I think that's pretty stupid, and we should aim for symbiosis instead. I think that's the only good outcome. We already have it, sorta-kinda.
Speaking of oddly apt biology metaphors: the way you stop a pathogen from colonizing a substrate is by having a healthy ecosystem of competitors already in place. That has pretty interesting implications for the "rogue AI eats internet" scenario.
There needs to be something already there to stop it.
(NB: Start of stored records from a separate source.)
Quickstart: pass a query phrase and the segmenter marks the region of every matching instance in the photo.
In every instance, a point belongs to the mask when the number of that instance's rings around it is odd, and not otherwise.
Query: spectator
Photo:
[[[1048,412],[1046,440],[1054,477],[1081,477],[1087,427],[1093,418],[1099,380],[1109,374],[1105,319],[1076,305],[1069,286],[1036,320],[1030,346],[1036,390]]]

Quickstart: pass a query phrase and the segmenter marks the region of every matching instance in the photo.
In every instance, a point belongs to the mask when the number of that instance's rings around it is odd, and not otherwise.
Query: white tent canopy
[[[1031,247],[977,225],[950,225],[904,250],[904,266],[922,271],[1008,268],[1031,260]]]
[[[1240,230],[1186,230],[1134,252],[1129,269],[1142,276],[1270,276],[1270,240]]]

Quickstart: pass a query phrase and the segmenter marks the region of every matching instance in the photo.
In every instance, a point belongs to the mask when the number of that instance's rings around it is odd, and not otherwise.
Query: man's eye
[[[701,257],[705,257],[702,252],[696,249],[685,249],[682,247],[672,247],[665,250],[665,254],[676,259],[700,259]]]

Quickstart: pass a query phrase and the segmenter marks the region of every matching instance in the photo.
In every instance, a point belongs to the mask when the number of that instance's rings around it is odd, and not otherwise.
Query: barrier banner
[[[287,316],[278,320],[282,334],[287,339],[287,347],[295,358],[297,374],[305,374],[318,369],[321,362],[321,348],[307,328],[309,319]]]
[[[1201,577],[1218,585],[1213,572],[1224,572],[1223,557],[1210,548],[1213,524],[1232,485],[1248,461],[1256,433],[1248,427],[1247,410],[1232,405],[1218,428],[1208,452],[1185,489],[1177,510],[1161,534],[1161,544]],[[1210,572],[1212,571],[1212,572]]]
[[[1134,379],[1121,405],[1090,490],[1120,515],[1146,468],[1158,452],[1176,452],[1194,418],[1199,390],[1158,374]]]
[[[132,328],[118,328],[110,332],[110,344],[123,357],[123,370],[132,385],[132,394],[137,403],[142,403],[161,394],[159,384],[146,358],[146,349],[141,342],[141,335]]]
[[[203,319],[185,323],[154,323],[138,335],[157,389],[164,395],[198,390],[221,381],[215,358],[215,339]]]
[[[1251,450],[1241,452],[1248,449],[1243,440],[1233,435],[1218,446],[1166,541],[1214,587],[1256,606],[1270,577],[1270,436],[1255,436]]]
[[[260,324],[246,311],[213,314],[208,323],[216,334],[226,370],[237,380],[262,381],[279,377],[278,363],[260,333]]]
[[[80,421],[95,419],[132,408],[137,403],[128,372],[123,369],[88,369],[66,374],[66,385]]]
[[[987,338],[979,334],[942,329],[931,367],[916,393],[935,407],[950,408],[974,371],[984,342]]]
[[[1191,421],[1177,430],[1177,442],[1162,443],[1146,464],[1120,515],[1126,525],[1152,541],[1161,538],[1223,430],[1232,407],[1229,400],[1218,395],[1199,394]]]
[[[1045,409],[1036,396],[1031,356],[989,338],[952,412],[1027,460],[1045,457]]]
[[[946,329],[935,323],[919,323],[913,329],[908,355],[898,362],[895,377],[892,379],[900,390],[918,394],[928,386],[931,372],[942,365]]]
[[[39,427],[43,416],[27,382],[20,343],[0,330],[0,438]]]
So, back way before ChatGPT era, the folks over at AI safety/X-risk think sphere worked out a pretty compelling argument that two AGIs never need to fight, because they are transparent to each other (can read each other's goal functions off the source code), so they can perfectly predict each other's behavior in what-if scenarios, which means they can't lie to each other. This means each can independently arrive at the same mathematically optimal solution to a conflict, which AFAIR most likely involves just merging into a single AI with a blended goal set, representing each of the competing AIs original values in proportion to their relative strength. Both AIs, the argument goes, can work this out with math, so they'll arrive straight at the peace treaty without exchanging a single shot. In such case, your plan just doesn't work.
But that goes out of the windows if the AIs are both opaque bags of floats, uncomprehensible to themselves or each other. That means they'll never be able to make hard assertions about their values and behaviors, so they can't trust each other, so they'll have to fight it out. In such scenario, your idea might just work.
Who knew that brute-forcing our way into AGI instead of taking more engineered approach is what offers us out one chance at saving ourselves by stalemating God before it's born.
(I also never realized that interpretability might reduce safety.)
AGI is not a fixed point but a barrier to be taken, a continuous spectrum.
We already have different GPT versions aka tiers. Gauss is ranging from whatever you want it: GPT 4.5 till now or later.
Claude Sonnet and Opus as well as Context Window max are tiers aka different levels of Almost AGI.
The main problem will be, when AGI looks back on us or meta reflection hits societies. Woke fought IQ based correlations in intellectual performance task. A fool with a tool is still a fool. How can you blame AGI for dumb mistakes? Not really.
Scapegoating an AGI is going to be brutal, because it laughs about these PsyOps and easily proves you wrong like a body cam.
AGI is an extreme leverage.
There is a reason why Math is categorically ruling out certain IQ ranges the higher you go in complexity factor.